The Good Luck of Right Now!
by Matthew Quick


The last book I read by Matthew Quick (also probably more famous for his book 'The Silver Linings Playbook' which was made into an award-winning film) was the young adult novel Forgive Me, Leonard Peacock, which I think I actually preferred to this adult novel 'The Good Luck of Right Now!'. This book is very sad in a poignant, tragic way.

The story is about 39-yr-old Bartholomew Neil, who has a learning difficulty. He still lives with his mum, that is until she dies from cancer, and suddenly Bartholomew has to survive in a world of the unknown. He and his mother were always very religious and attended Mass every week. They had become very close to Father McNamee, who decides to move in with Bartholomew to take care of him. He organises a counsellor, Wendy, for Bartholomew, who also refers him to group therapy with another man, Max, who suffers from tourettes. It just so happens that Max's sister, Elizabeth, is a young girl that Bartholomew has taken a liking to in the local library, but she also has had a troubled past and is in need of help.

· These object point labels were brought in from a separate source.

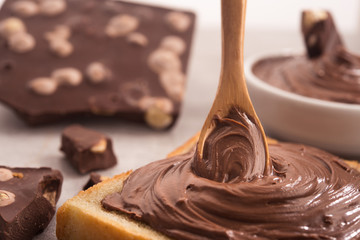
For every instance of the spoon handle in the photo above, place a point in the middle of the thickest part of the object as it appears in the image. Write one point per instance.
(232, 90)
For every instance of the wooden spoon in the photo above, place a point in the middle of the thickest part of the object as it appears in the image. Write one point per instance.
(232, 91)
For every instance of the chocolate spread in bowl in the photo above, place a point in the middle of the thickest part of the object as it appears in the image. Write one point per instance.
(328, 71)
(309, 194)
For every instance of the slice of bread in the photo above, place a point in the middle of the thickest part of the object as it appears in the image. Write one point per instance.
(83, 217)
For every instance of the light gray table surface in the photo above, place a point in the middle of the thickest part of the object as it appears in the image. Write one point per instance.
(135, 145)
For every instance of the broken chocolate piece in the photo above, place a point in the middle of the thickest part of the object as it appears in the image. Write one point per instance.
(95, 178)
(87, 150)
(129, 43)
(320, 33)
(27, 201)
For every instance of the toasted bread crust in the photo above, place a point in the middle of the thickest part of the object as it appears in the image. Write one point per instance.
(83, 218)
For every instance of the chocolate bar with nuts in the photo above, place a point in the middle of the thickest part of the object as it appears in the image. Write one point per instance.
(94, 179)
(28, 198)
(75, 58)
(87, 150)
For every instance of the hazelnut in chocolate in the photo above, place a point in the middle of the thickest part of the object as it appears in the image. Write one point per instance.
(28, 199)
(65, 58)
(328, 71)
(87, 150)
(94, 179)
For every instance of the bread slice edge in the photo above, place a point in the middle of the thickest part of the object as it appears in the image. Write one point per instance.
(83, 217)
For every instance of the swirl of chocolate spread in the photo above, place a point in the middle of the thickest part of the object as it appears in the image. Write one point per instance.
(309, 194)
(328, 72)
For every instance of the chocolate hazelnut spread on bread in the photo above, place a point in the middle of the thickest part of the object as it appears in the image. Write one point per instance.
(328, 71)
(308, 194)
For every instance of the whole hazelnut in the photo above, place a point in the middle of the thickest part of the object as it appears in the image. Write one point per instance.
(43, 86)
(67, 76)
(178, 21)
(52, 7)
(173, 82)
(121, 25)
(25, 8)
(137, 39)
(21, 42)
(174, 44)
(6, 198)
(61, 47)
(157, 118)
(160, 102)
(10, 26)
(5, 174)
(97, 72)
(162, 60)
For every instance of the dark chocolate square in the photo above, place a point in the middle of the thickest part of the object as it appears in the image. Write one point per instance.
(127, 60)
(87, 150)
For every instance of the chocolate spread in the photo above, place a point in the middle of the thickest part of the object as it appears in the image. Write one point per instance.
(328, 71)
(330, 77)
(308, 194)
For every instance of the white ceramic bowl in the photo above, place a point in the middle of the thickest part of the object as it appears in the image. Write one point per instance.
(332, 126)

The four of them - Bartholomew, Father McNamee, Max and Elizabeth - decide to take a trip to Canada. Father McNamee wants to introduce Bartholomew to his biological father, whom Bartholomew thought had been killed by the Ku Klux Klan when he was little. And Max wants to visit Cat Parliament (Max has been suffering from grief since the loss of his cat Alice). The trip turns out to be a life-changing experience for all of them, but in different ways.

The chapters are set out as letters to Richard Gere, as Bartholomew's mum was a big fan of his and began to call Bartholomew 'Richard' towards the end of her life which he pretended was a game. After her death, Bartholomew hears Richard's voice giving him advice, so uses Richard as a sort of counsellor to describe all his fears and worries to. It turns out that Richard will mean more to Bartholomew than he can ever imagine.